Todo o intenso materialismo que domina a mente moderna apóia-se, em última análise, numa suposição; uma suposição falsa. Supõe-se que se uma coisa vai se repetindo ela provavelmente está morta; uma peça numa engrenagem. As pessoas sentem que se o universo fosse pessoal ele variaria; se o sol estivesse vivo ele dançaria. O que é uma falácia até em relação a fatos conhecidos. Pois a variação nas atividades humanas é geralmente causada não pela vida, mas sim pela morte; pelo esmorecimento ou pela ruptura de sua força ou desejo. Um homem varia seus movimentos por algum leve elemento de incapacidade ou fadiga.
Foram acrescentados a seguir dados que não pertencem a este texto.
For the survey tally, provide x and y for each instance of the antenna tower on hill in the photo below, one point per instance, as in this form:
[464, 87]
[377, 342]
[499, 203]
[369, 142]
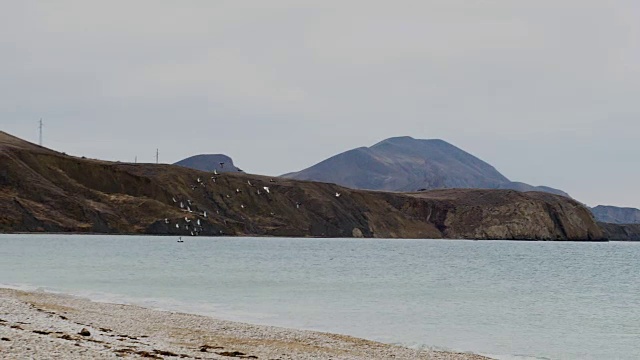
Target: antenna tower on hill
[40, 127]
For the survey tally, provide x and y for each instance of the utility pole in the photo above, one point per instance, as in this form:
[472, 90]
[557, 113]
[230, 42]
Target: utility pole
[40, 127]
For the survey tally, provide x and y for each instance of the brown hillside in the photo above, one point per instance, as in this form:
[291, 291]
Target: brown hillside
[43, 190]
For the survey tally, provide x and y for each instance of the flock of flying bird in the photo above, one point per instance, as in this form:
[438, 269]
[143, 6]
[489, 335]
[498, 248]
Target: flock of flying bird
[194, 227]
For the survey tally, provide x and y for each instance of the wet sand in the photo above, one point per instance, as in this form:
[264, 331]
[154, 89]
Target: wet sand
[40, 325]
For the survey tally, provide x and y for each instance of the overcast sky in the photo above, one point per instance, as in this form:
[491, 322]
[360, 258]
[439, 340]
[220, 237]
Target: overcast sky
[546, 91]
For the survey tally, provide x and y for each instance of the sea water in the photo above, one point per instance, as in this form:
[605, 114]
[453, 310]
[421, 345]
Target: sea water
[509, 300]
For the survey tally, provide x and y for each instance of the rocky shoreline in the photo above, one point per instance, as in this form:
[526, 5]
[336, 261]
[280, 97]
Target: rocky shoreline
[41, 325]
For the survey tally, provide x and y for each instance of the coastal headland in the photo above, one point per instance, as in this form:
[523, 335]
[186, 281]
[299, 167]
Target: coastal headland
[47, 191]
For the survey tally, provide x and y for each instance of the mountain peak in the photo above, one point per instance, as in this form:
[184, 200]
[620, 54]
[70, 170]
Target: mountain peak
[209, 162]
[404, 163]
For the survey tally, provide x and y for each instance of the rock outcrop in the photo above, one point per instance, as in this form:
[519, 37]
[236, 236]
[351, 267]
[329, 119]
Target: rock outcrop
[43, 190]
[621, 232]
[616, 215]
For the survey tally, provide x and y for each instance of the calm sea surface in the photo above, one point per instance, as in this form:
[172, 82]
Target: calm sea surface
[511, 300]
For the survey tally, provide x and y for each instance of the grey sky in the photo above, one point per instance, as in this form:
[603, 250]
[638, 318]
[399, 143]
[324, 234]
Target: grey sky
[546, 91]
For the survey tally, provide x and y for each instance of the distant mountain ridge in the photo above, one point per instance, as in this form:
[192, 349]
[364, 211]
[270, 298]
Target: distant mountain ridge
[616, 215]
[209, 162]
[408, 164]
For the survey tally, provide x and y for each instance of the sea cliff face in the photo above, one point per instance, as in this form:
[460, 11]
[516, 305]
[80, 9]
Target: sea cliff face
[621, 232]
[42, 190]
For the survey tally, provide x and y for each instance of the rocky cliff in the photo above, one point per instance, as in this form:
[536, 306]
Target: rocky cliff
[616, 215]
[43, 190]
[621, 232]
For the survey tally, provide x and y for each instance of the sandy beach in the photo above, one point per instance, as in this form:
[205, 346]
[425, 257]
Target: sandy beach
[38, 325]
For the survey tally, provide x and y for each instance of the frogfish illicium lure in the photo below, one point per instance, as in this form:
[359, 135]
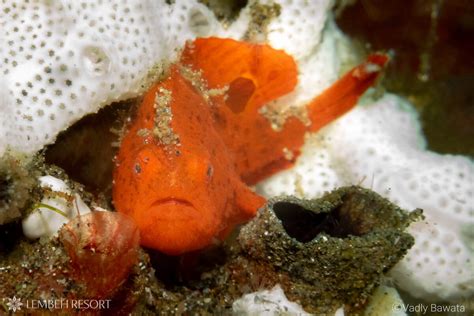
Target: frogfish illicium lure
[199, 140]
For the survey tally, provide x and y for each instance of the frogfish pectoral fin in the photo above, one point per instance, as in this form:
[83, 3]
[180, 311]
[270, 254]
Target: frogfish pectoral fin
[343, 95]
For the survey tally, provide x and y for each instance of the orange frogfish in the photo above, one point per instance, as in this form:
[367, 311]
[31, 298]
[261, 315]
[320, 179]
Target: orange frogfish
[199, 140]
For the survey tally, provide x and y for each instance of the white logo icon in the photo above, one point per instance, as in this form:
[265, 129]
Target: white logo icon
[14, 304]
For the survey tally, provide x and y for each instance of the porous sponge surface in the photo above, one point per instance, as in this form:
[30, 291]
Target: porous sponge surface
[379, 146]
[63, 59]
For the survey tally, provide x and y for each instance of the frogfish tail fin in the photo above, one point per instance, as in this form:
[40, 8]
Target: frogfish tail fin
[343, 95]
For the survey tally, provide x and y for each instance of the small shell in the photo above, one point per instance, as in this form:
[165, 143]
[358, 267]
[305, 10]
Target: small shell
[103, 246]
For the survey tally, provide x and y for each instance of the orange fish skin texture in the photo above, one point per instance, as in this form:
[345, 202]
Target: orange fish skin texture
[184, 196]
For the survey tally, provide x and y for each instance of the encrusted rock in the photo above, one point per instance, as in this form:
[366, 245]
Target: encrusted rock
[334, 249]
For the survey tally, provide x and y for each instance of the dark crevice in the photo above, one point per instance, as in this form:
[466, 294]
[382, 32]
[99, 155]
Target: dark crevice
[304, 225]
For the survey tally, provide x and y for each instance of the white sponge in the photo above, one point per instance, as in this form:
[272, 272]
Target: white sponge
[266, 302]
[61, 60]
[380, 146]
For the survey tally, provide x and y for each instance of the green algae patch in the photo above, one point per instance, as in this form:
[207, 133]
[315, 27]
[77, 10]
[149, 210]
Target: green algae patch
[18, 180]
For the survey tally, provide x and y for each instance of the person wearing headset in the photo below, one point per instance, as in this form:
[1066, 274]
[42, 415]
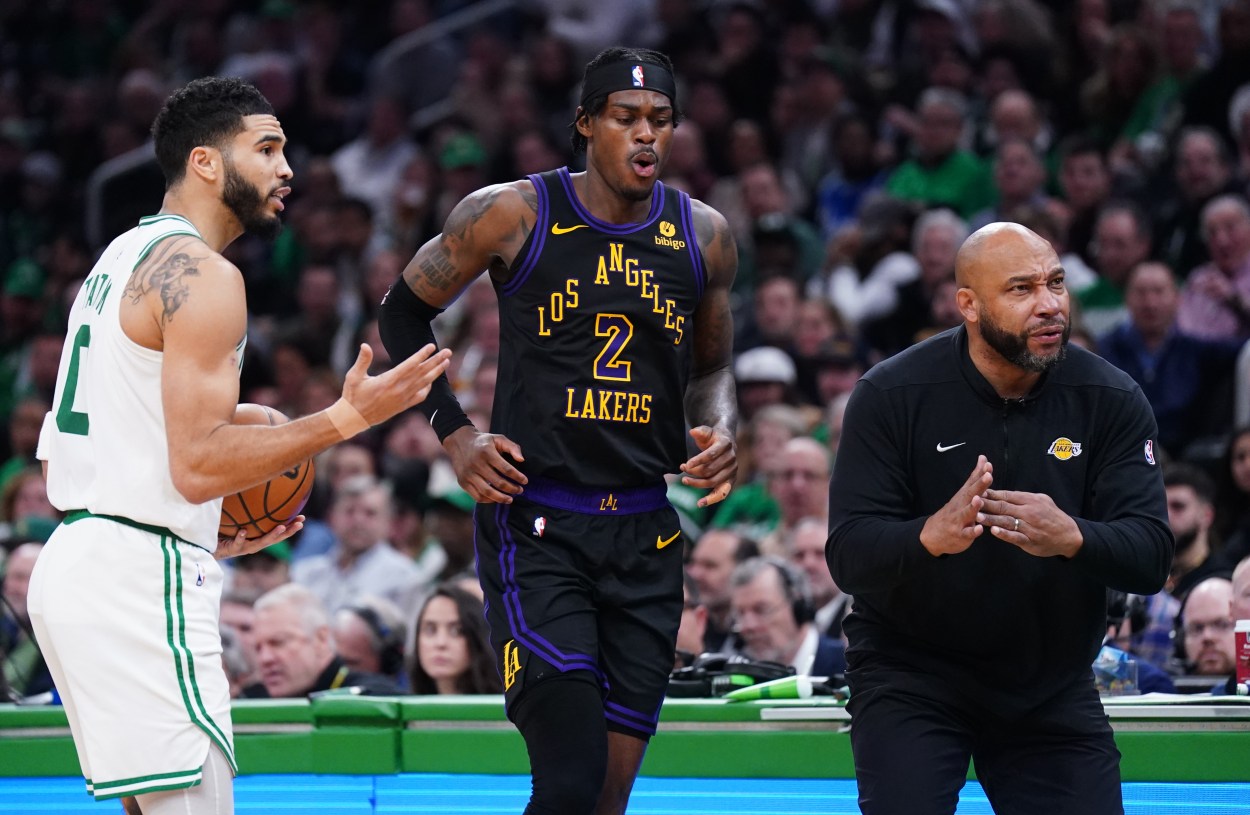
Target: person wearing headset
[773, 618]
[1204, 630]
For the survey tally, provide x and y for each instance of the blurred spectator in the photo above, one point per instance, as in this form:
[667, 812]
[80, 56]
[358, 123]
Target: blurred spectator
[940, 173]
[24, 668]
[1158, 111]
[750, 509]
[745, 63]
[688, 166]
[369, 166]
[24, 506]
[261, 571]
[806, 550]
[1191, 515]
[1241, 591]
[236, 663]
[451, 651]
[834, 414]
[413, 69]
[694, 624]
[771, 216]
[1215, 301]
[1019, 180]
[1014, 114]
[855, 175]
[806, 145]
[295, 650]
[866, 285]
[774, 315]
[369, 635]
[1186, 379]
[711, 564]
[1206, 101]
[361, 561]
[1201, 170]
[935, 239]
[24, 426]
[818, 333]
[1085, 183]
[773, 619]
[449, 521]
[765, 376]
[1111, 94]
[836, 366]
[1233, 508]
[334, 466]
[239, 615]
[799, 484]
[1121, 240]
[1239, 124]
[1205, 623]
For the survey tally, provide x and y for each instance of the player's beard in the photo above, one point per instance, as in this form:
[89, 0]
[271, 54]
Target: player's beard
[249, 205]
[1014, 348]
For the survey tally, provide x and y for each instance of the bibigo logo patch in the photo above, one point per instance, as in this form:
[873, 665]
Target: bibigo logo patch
[1064, 449]
[665, 238]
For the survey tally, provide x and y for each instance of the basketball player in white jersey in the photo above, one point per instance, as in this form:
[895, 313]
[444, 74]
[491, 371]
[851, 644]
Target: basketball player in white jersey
[140, 446]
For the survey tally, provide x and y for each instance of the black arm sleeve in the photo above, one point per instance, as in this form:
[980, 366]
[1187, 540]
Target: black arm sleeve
[404, 324]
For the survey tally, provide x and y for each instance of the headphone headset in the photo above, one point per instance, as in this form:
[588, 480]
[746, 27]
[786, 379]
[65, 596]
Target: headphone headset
[794, 584]
[386, 640]
[718, 674]
[1121, 606]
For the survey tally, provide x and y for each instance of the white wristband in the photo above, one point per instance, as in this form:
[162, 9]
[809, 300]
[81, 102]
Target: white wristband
[346, 419]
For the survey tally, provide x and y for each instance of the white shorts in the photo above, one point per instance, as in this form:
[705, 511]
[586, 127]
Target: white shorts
[128, 618]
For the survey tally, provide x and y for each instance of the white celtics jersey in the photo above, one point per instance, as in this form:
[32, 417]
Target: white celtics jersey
[104, 439]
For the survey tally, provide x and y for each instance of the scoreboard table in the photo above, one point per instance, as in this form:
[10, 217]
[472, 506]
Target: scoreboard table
[340, 755]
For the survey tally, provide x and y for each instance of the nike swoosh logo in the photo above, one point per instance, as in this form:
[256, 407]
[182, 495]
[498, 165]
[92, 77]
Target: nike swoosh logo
[661, 544]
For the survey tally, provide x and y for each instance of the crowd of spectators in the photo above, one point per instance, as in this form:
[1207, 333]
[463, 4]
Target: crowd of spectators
[851, 145]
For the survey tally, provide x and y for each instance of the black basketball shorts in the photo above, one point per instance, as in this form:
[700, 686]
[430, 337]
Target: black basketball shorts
[585, 580]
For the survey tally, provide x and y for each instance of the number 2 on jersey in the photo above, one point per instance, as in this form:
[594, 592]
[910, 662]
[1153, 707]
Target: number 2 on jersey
[619, 331]
[69, 420]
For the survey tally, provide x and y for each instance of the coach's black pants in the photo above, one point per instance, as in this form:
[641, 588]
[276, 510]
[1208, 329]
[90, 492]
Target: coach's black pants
[911, 754]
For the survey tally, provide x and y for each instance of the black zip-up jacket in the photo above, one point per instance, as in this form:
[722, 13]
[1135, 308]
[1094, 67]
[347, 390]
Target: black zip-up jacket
[991, 624]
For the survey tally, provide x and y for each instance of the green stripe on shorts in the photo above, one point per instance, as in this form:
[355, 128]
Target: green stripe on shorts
[183, 659]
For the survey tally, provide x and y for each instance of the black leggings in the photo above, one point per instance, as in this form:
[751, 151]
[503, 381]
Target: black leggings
[911, 755]
[561, 720]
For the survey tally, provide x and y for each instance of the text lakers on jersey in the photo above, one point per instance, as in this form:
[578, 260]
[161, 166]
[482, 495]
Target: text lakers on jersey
[616, 331]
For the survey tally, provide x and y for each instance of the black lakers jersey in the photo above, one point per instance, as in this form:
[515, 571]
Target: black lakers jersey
[596, 330]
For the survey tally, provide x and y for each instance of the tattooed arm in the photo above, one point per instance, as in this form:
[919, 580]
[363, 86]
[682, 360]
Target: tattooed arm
[711, 401]
[189, 303]
[483, 233]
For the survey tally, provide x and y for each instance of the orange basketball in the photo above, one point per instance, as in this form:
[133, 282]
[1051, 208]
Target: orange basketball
[259, 509]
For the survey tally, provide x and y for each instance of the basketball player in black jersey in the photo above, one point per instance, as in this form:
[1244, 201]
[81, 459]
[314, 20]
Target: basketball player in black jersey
[615, 333]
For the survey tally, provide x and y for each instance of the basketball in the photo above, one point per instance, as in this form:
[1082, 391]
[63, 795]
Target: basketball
[259, 509]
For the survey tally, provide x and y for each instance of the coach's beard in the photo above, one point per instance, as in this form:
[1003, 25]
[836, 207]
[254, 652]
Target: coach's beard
[1014, 348]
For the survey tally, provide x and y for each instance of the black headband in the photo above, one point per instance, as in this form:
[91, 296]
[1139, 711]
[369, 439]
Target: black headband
[628, 75]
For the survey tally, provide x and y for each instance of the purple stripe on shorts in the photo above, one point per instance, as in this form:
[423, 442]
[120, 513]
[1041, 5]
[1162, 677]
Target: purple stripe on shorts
[515, 615]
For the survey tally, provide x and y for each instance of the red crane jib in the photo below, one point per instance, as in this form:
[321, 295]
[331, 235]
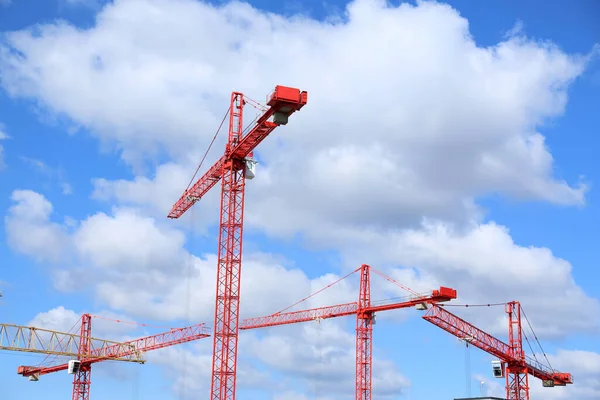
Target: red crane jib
[282, 102]
[340, 310]
[462, 329]
[154, 342]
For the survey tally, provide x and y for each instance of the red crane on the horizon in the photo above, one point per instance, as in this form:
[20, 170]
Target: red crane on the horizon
[232, 169]
[127, 351]
[513, 364]
[365, 314]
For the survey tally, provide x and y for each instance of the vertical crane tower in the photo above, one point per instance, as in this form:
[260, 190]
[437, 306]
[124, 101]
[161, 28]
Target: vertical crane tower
[232, 169]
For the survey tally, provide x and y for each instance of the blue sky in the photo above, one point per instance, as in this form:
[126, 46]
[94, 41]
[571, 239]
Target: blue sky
[443, 144]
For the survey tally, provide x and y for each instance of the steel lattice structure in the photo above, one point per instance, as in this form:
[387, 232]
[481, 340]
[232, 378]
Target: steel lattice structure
[365, 314]
[518, 365]
[44, 341]
[232, 170]
[132, 350]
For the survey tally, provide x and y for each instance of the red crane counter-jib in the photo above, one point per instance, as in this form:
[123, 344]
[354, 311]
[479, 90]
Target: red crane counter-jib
[518, 365]
[232, 169]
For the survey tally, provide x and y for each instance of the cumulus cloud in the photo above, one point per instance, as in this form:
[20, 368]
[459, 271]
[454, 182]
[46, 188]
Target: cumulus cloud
[138, 267]
[409, 121]
[30, 230]
[3, 136]
[436, 99]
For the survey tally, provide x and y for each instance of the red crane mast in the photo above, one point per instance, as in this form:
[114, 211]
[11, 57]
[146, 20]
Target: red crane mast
[518, 365]
[365, 315]
[121, 351]
[232, 169]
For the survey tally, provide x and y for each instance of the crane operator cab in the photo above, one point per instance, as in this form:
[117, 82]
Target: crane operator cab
[74, 366]
[498, 369]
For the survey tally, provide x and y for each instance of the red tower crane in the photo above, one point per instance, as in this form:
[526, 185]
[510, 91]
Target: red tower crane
[513, 364]
[365, 315]
[127, 351]
[232, 169]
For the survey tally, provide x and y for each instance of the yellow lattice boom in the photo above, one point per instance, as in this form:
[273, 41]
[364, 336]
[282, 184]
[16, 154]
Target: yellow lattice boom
[37, 340]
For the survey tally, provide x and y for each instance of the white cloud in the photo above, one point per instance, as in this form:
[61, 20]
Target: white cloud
[408, 120]
[584, 366]
[137, 266]
[51, 173]
[437, 99]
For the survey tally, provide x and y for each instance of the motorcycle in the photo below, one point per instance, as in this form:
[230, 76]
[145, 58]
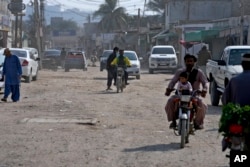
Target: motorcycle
[187, 104]
[120, 80]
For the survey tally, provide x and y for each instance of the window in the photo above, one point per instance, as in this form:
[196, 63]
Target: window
[235, 56]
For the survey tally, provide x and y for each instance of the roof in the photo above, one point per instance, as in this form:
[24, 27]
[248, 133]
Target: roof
[201, 35]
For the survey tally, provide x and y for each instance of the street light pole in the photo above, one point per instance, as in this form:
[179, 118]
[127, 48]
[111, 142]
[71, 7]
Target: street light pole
[241, 21]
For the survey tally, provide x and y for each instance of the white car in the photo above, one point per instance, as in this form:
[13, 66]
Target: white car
[28, 61]
[135, 69]
[162, 57]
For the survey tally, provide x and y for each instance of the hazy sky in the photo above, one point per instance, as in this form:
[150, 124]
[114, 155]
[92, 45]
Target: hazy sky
[131, 6]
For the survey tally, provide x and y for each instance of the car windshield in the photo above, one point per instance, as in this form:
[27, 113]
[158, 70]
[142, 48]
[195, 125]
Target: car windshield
[75, 54]
[235, 56]
[106, 53]
[19, 53]
[130, 55]
[163, 51]
[52, 52]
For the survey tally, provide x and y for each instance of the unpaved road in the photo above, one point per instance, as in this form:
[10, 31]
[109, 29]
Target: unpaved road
[131, 129]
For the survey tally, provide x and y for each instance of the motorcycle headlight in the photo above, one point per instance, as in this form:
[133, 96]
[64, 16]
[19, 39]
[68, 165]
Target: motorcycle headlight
[153, 59]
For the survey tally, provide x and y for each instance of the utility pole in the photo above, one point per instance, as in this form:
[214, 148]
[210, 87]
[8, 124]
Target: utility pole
[138, 28]
[241, 6]
[38, 34]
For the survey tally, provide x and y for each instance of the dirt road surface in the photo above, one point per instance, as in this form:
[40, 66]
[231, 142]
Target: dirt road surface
[47, 127]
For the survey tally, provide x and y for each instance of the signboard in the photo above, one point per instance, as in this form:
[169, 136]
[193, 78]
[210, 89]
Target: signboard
[16, 7]
[57, 33]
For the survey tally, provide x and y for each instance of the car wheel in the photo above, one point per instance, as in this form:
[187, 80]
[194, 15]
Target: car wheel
[173, 71]
[151, 71]
[66, 69]
[28, 78]
[35, 77]
[215, 94]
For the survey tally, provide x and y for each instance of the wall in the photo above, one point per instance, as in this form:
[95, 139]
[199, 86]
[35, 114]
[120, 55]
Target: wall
[197, 10]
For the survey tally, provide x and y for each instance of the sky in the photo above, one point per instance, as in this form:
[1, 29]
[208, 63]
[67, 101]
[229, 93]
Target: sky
[131, 6]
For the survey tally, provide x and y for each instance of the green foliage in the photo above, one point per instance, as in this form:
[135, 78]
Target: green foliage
[234, 114]
[112, 17]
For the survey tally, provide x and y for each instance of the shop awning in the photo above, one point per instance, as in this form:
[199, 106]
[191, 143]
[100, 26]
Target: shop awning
[202, 35]
[164, 34]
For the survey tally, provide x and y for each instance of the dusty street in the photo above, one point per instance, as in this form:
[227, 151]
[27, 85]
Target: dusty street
[131, 128]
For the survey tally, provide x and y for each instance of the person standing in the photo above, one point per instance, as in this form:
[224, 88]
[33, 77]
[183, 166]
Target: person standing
[124, 62]
[196, 77]
[12, 73]
[111, 69]
[237, 90]
[203, 55]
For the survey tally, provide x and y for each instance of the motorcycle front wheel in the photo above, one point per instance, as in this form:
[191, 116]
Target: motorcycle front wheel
[118, 84]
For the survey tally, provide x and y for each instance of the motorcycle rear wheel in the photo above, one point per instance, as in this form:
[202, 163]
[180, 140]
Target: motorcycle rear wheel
[183, 132]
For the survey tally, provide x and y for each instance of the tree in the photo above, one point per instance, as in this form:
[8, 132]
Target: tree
[157, 6]
[112, 17]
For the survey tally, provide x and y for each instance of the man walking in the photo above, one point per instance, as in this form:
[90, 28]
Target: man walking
[12, 73]
[111, 69]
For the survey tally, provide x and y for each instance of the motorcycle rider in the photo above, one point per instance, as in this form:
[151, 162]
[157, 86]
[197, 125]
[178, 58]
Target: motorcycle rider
[195, 77]
[124, 62]
[110, 68]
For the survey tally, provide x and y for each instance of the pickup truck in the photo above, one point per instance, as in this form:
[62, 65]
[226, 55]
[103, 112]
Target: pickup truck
[219, 72]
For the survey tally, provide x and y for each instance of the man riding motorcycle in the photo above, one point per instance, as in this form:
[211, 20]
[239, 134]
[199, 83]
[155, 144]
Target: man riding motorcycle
[195, 77]
[124, 62]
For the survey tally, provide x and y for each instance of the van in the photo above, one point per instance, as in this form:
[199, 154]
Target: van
[162, 57]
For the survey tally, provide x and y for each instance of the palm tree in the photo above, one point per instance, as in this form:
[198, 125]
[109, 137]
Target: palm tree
[157, 6]
[112, 17]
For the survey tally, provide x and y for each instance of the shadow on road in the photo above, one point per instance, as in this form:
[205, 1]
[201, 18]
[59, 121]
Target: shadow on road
[157, 147]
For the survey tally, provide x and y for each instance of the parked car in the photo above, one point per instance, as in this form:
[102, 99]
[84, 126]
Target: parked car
[75, 60]
[51, 58]
[162, 57]
[28, 61]
[2, 57]
[135, 69]
[104, 58]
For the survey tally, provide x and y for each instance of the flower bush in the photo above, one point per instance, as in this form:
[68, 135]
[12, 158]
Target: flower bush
[234, 114]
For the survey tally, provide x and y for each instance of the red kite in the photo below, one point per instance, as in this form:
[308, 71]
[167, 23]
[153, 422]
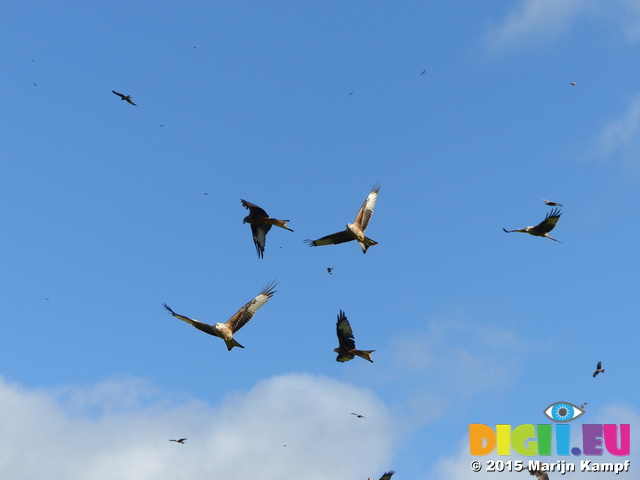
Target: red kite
[347, 349]
[235, 323]
[599, 369]
[386, 476]
[260, 225]
[124, 97]
[355, 230]
[544, 227]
Ele toma um ônibus por estar cansado de caminhar; ou caminha por estar cansado de ficar sentado imóvel. Mas se sua vida e alegria fossem tão gigantescas que ele nunca se cansasse de ir para Islington, ele poderia ir para Islington com a mesma regularidade com que o Tamisa vai para Sheerness. A própria velocidade e êxtase de sua vida teria a imobilidade da morte. O sol se levanta todas as manhãs. Eu não me levanto todas as manhãs; mas a variação se deve não à minha atividade, mas à minha inação.

 

Eis aí!

 

Ao contrário do que aconteceu durante a aurora do Ocidente, as sociedades de hoje mantêm-se num constante estado de agitação febril, buscando novidades que se tornam velhas ao menor piscar de olhos porque, de uma certa forma, perderam a seiva que lhes mantinha vivas. Buscam nas novidades o que já não podem mais achar em si mesmas, e pensam que, movimentando-se freneticamente de um lado para o outro, conseguirão encontrar o que ainda lhes falta.

 

As revoluções acontecem umas após as outras neste nosso bravo mundo moderno porque a mão da morte pesou sobre nós e, desesperados, não sabemos o que fazer para tentar sorver um pouco de vida.

 

O novo Código de Processo Civil insere-se precisamente neste contexto.

 

Quando surgiu, o código revogado veio, trinta e quatro anos depois, com promessas de superar o que então se considerava vetusto código de 1.939 (!). Teve, igualmente, vida curta, pois a sucessão frenética de legislações que nos atormenta a todos não é capaz, por si só, de realizar o que se espera que ela realize. Pelo simples fato de que a lei destina-se a concretizar a justiça, sendo incapaz de criar a realidade. Não são mudanças na lei que garantirão, por si só, a rapidez e a eficiência da prestação jurisdicional.

 

Em outras palavras, a rapidez estonteante com que as legislações se sucedem umas às outras não se fundamenta tanto na necessidade de reforma da legislação, mas numa necessidade do homem moderno de tudo descartar por não se contentar com nada. É certo as leis postas têm lá suas limitações e que reparos pontuais nelas se fazem necessários. Mas, numa sociedade saudável, as correções de um sistema legal deveriam ser feitas sem que, com elas, se joguem sistemas inteiros na lata do lixo, trocando-os por sistemas novos.

 

Pois, em breve, os novos sistemas também envelhecerão. E, dada a mentalidade já descrita, serão eles mesmos taxados de vetustos e jogados fora, substituindo-se-lhes por outros novinhos. Até que também estes sejam tidos por obsoletos.

 

Enfim, temo que, quando, dois meses depois da entrada em vigor do novo código, o homem moderno começar a se dar conta de que ele não será capaz de resolver nossos problemas processuais, um novo código comece a ser gestado na mente brilhante de nossos juristas, que, apesar de tudo, continuarão acreditando piamente que mudando a lei construirão o paraíso processualístico que almejam.

 

E talvez, eu, ainda um jovenzinho, terei de passar pelo trauma de, já tendo sido obrigado a pôr de lado (quando ainda sequer o tinha entendido) o código revogado, e, com certeza estando ainda engatinhando em minha compreensão do novo, boquiaberto, ter de estudar um terceiro sistema processual: o novíssimo Código de Processo Civil de, digamos, 2.031!